Error recovery
Even with a grammar perfectly modelling a specification, parsing of real data can fail due to e.g.,
- endpoints not conforming to spec, or
- gaps in the input data due to capture loss.
Instead of altogether aborting parsing we would like to gracefully recover from parse errors, i.e., when the parser encounters a parse error we would like skip input until it can parse again.
Spicy includes support for expressing such recovery with the following model:
-
To resynchronize the input potential synchronization points are annotated, e.g., to synchronize input at the sequence
b"POST"the grammar might contain a field: b"POST" &synchronize;All constructs supporting lookahead parsing can be synchronization points, e.g., literals or fields with
unittype with a literal at a fixed offset. -
On a parse error the unit enters a synchronization trial mode.

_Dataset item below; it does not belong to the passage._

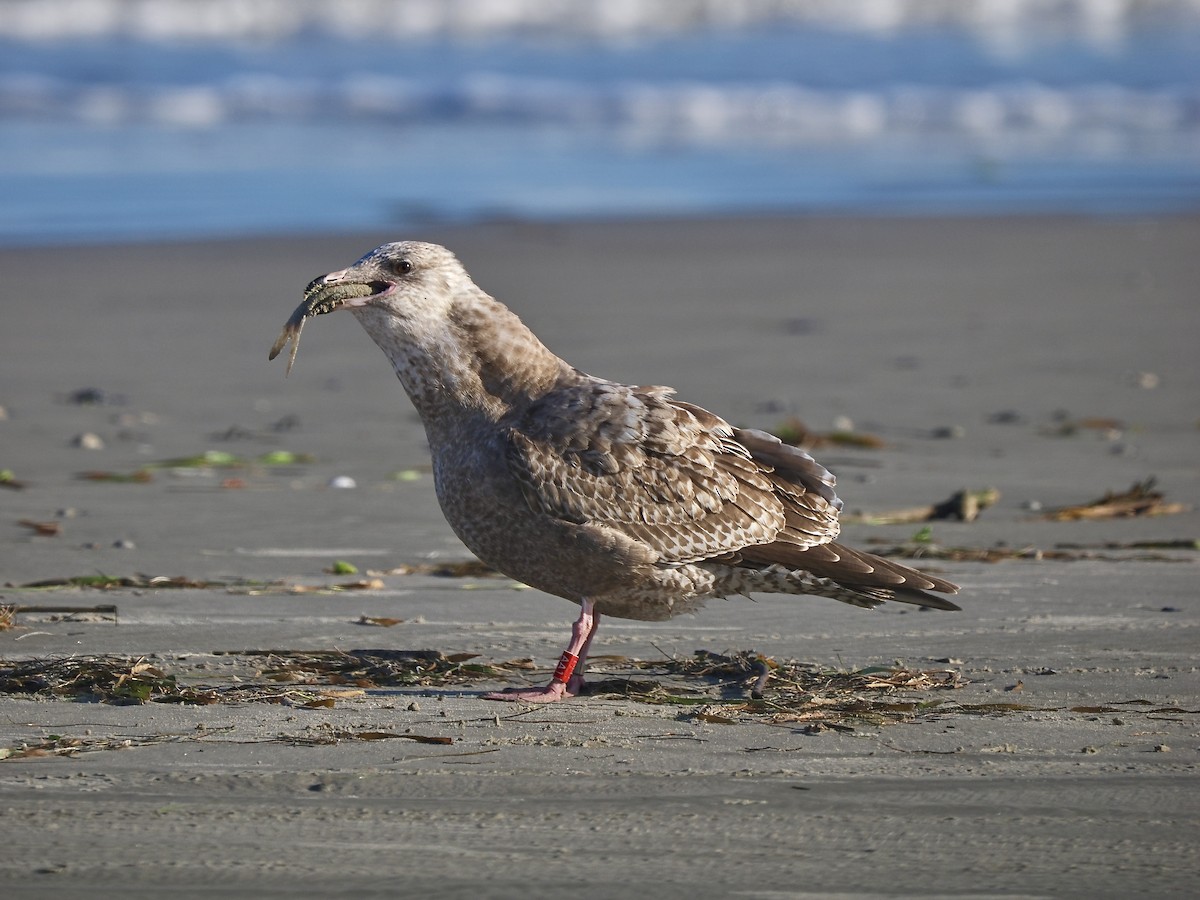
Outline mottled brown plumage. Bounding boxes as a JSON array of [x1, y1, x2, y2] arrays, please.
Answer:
[[271, 242, 958, 701]]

Once the input could be synchronized a
%syncedhook is invoked. The implementation of the hook can examine the data up to the&synchronizefield, and eitherconfirmit to leave trial mode and continue normal parsing, orrejectit to look for a later synchronization point.
Exercises
Let's assume we are parsing a protocol where valid messages are always the
sequence AB, i.e., a the byte sequence b"AB". We will use the following
contrived grammar:
module foo;
public type Messages = unit {
: Message[];
};
type Message = unit {
a: b"A";
b: b"B";
};
on Message::%done { print self; }
-
Validate that this grammar can parse the input
ABABAB$ printf ABABAB | spicy-driver % [$a=b"A", $b=b"B"] [$a=b"A", $b=b"B"] [$a=b"A", $b=b"B"] -
What do you see if you pass misspelled input, like with the second
Achanged to1, i.e., the inputAB1BABWhy is this particular source range shown as error location?
Solution
[$a=b"A", $b=b"B"] [error] terminating with uncaught exception of type spicy::rt::ParseError: no expected look-ahead token found (foo.spicy:3:30-4:17)We first the result of parsing for the first
MessagefromAB, and encounter an error for the second element.The error corresponds to parsing the vector inside
Messages. The grammar expects eitherAto start a newMessage, or end of data to signal the end of the input;1matches neither so lookahead parsing fails. -
What are the potential synchronization points in this grammar we could use so we can extract the remaining data?
Solution
In this case parsing failed at the first field of
Message,Message::a. We coulda. synchronize on
Message::bby changing it tob: b"B" &synchronize;b. Synchronize on
Message::ain the next message, i.e., abandon parsing the remaining fields inMessageand start over. For that we would synchronize on the vector elements inMessages,: (Message &synchronize)[];A slight modification of this grammar seems to fail to synchronize and run into an edge case, https://github.com/zeek/spicy/issues/1594.
-
If you had to choose one, which one would you pick? What are the trade-offs?
Solution
-
If we synchronize on
Message::bit would seem that we should be able to recover at its data.This however does not work since the vector uses lookahead parsing, so we would fail already in
Messagesbefore we could recover inMessage. -
We need to synchronize on the next vector element.
In larger units synchronizing high up (e.g., on a vector in the top-level unit) allows recovering from more general errors at the cost of not extracting some data, e.g., we would be able to also handle misspelled
Bs in this example.
-
-
Add a single
&synchronizedattribute to the grammar so you can handle all possible misspellings. Also add a%syncedhook to confirm the synchronization result (on which unit?). Can you parse inputs like these?ABABAB AB1BAB A11BABYou can enable the
spicy-verbosedebug stream to show parsing progress.printf AB1BAB | HILTI_DEBUG=spicy-verbose spicy-driver -d foo.spicySolution
module foo; public type Messages = unit { : (Message &synchronize)[]; }; type Message = unit { a: b"A"; b: b"B"; }; on Message::%done { print self; } on Messages::%synced { confirm; }